Still anything that the “godfather” of neoconservatism writes on this (or any) subject needs to be considered carefully. And Kristol’s thesis takes on plausibility when one considers the watershed event that was September 11 (or as Derrida would say, “zee thing, 11 Septembre, 9/11, zee date, zee number”). An event of that magnitude might well revive a movement or persuasion that appeared to have nothing distinctive to say about foreign policy or America’s role in the world. And the notion of taking the war against terrorism to dictatorships that appeared to have no strong, direct connection with the attack against us is indeed a distinctive one that did not really flow from mainstream conservatism. So too with the related notion of attempting actively to promote democracy in the Middle East. In this sense, Kristol may have a solid claim that there is once again a neo-conservative “there” there, at least when it comes to foreign policy (which is not to take any position on whether, or to what extent, neo-conservatives “sold” this approach to President Bush). Whether this approach, writ large, proves to be “suitable to governing a modern democracy” remains to be seen.

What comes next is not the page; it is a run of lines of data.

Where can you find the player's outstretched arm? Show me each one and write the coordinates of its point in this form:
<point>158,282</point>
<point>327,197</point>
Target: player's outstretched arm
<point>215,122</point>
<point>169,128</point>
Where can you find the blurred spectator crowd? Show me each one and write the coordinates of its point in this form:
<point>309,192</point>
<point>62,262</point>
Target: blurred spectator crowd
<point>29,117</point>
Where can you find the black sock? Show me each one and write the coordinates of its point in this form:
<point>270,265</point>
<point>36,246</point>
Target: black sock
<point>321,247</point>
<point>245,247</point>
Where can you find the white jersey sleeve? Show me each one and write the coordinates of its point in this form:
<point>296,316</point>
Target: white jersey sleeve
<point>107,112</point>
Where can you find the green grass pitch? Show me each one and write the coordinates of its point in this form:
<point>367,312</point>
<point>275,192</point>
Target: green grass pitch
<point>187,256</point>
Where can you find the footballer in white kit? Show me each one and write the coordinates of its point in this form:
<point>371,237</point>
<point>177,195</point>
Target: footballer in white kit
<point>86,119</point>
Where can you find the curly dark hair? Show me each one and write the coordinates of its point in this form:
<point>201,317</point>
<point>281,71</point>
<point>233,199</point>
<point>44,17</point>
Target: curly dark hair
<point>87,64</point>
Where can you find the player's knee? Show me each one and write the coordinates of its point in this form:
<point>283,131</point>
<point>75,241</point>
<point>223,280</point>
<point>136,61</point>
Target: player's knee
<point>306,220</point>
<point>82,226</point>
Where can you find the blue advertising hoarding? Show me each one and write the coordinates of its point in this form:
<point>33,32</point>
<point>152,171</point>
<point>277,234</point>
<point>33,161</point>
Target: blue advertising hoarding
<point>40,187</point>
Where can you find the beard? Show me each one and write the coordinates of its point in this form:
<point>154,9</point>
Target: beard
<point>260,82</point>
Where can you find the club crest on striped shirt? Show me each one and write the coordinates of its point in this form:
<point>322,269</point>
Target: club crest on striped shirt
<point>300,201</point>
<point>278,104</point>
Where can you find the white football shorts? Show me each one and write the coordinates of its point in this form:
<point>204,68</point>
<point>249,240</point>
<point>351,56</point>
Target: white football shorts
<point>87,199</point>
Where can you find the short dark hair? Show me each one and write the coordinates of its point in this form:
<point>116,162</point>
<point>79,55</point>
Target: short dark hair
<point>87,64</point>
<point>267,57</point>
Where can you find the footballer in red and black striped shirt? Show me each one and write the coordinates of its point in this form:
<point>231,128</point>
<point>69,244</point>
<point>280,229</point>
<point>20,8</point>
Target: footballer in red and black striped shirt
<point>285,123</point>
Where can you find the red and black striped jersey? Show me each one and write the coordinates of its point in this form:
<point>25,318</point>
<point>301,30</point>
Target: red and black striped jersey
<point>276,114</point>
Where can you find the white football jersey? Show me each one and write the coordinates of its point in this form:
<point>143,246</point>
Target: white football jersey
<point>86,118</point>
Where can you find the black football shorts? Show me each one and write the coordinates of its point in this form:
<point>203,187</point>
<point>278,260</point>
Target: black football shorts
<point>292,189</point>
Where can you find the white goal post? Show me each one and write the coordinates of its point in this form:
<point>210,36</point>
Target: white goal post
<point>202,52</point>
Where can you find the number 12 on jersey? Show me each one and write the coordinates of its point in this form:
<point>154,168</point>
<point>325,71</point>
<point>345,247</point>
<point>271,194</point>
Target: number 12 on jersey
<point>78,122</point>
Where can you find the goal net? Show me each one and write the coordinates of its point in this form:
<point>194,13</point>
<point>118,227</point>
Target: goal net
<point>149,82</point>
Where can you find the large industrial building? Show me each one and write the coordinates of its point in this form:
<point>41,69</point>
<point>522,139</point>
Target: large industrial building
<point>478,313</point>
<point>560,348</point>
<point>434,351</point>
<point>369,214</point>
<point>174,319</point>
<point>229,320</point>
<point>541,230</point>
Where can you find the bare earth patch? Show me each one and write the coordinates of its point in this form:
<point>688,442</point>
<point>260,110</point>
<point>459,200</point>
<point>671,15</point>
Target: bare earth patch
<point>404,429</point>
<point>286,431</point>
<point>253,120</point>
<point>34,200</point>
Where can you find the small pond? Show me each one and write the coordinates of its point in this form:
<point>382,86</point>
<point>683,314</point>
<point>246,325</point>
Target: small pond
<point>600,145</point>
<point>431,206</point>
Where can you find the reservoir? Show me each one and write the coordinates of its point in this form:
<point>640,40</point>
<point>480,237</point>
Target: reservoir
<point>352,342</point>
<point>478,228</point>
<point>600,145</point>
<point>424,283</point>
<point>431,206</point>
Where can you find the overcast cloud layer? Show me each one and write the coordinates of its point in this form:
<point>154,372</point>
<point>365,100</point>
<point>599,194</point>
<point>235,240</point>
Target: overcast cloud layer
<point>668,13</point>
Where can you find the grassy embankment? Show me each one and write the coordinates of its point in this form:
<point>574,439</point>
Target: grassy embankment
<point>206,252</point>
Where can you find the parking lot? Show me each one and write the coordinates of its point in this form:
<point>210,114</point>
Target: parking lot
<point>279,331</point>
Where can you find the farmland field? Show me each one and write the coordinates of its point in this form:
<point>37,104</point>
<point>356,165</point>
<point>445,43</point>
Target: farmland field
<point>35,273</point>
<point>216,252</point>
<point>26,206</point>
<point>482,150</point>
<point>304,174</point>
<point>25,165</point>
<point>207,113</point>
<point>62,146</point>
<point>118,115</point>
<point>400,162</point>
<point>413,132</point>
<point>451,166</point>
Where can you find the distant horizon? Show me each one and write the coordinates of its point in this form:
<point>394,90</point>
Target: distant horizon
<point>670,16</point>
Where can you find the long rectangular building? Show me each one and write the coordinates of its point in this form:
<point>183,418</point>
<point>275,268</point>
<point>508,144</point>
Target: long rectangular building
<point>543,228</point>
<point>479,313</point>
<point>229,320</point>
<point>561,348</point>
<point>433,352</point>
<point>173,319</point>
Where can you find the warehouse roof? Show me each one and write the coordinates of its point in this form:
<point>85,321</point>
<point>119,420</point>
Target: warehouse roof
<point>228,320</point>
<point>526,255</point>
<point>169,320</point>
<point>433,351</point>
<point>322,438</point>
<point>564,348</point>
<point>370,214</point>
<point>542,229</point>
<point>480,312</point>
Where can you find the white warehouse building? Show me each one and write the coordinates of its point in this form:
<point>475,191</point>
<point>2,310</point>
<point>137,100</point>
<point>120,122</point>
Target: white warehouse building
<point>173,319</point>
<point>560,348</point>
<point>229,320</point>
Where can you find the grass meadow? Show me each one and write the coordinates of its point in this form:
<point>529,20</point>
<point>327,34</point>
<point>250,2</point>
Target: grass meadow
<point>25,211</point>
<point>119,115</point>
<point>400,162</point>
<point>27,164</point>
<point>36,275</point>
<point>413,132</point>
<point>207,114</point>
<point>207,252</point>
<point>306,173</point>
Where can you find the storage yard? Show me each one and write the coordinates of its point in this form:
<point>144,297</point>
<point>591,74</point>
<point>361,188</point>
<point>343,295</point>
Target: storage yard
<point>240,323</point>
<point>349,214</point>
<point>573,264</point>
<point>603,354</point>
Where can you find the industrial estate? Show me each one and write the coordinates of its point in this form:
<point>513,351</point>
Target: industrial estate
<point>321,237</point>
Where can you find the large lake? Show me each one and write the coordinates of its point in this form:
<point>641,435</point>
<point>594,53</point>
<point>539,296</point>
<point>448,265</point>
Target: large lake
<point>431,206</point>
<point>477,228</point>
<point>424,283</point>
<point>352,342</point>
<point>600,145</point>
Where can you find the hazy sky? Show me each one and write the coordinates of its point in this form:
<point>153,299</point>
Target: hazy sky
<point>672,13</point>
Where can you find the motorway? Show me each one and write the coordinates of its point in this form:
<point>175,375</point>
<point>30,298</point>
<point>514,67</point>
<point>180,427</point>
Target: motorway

On the domestic side, there is no watershed event that can be said to have revived neo-conservatism. Instead, there is a president committed to cutting taxes (a mainstream conservative notion by now) but otherwise attempting to accommodate the desires of centrist voters for a fairly activist government, so that he can be re-elected and continue to carry out his mission against terrorism. This approach is more Nixonian than distinctively neo-conservative. But it is true that neo-conservatives, being less anti-statist than mainstream conservatives to begin with, are more likely to accept Bush’s centrism. And as polemicists par excellence, they have a role to play in dressing it up as Big Government Conservatism, or some other such thing.
Ultimately, though, I don’t think that mainstream conservatives will take serious exception to Bush’s domestic policies before the next election. The real fight will be in the build-up to 2008. By then, we should see a real split between mainstream conservatives and neo-conservatives.